Travis Armstrong, a long-haul trucker, has made his mortgage payments for six years and has a credit score of about 800 that would entice most lenders. Because he owes more than his home is worth and his debt lacks federal backing, he’s stuck paying 7.5 percent interest, almost twice the rate of new loans.

U.S. President Barack Obama has failed to win Congressional backing for his proposal to expand eligibility for government- backed refinancing nationally to include people with mortgages like Armstrong’s. The only inroad so far -- a $10 million pilot program that began last month in Oregon that will purchase mortgages out of bonds and refinance them -- won’t help Armstrong, though. He lives about 14 miles (23 kilometers) from the only county accepting applications.

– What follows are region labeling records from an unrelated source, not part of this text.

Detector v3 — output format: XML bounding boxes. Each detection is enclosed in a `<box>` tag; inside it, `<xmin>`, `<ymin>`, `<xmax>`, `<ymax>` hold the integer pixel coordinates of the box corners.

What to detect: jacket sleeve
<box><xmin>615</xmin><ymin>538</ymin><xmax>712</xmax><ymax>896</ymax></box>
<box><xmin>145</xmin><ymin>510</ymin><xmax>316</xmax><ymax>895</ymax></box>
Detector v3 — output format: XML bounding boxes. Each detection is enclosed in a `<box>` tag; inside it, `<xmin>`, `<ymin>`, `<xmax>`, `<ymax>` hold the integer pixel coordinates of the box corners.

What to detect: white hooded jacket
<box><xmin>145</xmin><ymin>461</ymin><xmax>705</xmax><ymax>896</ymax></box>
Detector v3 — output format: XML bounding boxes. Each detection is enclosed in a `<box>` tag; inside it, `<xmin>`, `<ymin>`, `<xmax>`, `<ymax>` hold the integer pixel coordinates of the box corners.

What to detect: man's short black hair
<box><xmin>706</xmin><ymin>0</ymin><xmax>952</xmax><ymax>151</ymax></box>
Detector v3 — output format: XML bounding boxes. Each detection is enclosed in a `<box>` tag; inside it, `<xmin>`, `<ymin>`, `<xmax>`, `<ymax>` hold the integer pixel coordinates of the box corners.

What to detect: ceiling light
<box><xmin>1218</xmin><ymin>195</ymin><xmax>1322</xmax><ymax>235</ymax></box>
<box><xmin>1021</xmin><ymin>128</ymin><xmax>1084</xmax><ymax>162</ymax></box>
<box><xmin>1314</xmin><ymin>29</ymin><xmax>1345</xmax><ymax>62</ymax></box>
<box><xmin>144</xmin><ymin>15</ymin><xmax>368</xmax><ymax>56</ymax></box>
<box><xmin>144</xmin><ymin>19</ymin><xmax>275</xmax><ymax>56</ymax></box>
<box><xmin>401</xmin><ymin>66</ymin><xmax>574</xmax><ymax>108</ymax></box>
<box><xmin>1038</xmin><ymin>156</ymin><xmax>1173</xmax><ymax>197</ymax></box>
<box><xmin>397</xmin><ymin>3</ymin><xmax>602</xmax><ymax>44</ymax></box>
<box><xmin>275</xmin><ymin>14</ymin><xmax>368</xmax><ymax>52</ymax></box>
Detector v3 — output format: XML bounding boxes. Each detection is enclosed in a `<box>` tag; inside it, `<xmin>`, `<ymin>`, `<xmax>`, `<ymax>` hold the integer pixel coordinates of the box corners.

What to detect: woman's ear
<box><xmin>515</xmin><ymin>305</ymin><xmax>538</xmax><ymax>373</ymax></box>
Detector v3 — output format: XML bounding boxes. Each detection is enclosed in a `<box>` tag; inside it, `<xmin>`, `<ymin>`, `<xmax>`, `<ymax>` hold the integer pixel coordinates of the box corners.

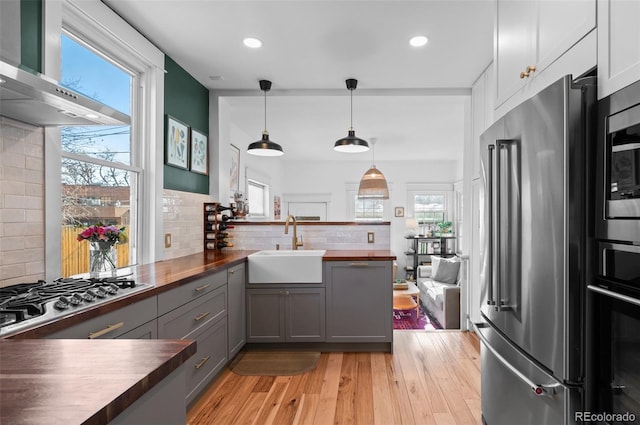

“It’s OK to skip payments and get help, or walk away and let the bank foreclose, but I’m stuck with no help ’cause I keep making my payments every month,” Armstrong said in a mobile phone interview from Interstate 64 in Illinois as he headed to Oregon. “It feels like the world has forgotten about people like me.”

As the U.S. real estate recovery accelerates into its second year, home prices are still 26 percent below the 2006 peak and almost 10 million people are underwater, or owe more than their houses are worth. While some of the hardest-hit regions such as Phoenix and Las Vegas are rebounding the fastest, cities like Cleveland are struggling to keep pace with national gains.

‘Uneven Healing’

Federal efforts to put the rebound on firmer footing and boost the economy by helping subprime borrowers like Armstrong so far have fallen short, said Diane Swonk, chief economist at Chicago-based Mesirow Financial Inc.

“The housing market is healing, but it’s healing unevenly,” said Swonk. “Part of clearing out the bottom and keeping the momentum of the recovery going is putting underwater loans on firm ground.”

Expanding eligibility for the government’s Home Affordable Refinance Program, or Harp, is at the top of the White House’s agenda for housing. The effort is dubbed ‘Where’s my refi?’’ Treasury, which funds the nation’s anti-foreclosure efforts, supports the program, said Andrea Risotto, a spokeswoman. Four years after the peak of the foreclosure crisis, Treasury has spent only a fifth of the $38.5 billion of funds from the Troubled Asset Relief Program, or Tarp, set aside for housing.

‘Out There’

“This is where you get to the heart of the subprime lending problem -- these expensive private loans where people kept paying,” Swonk said. “It’s easy to forget they are still out there.”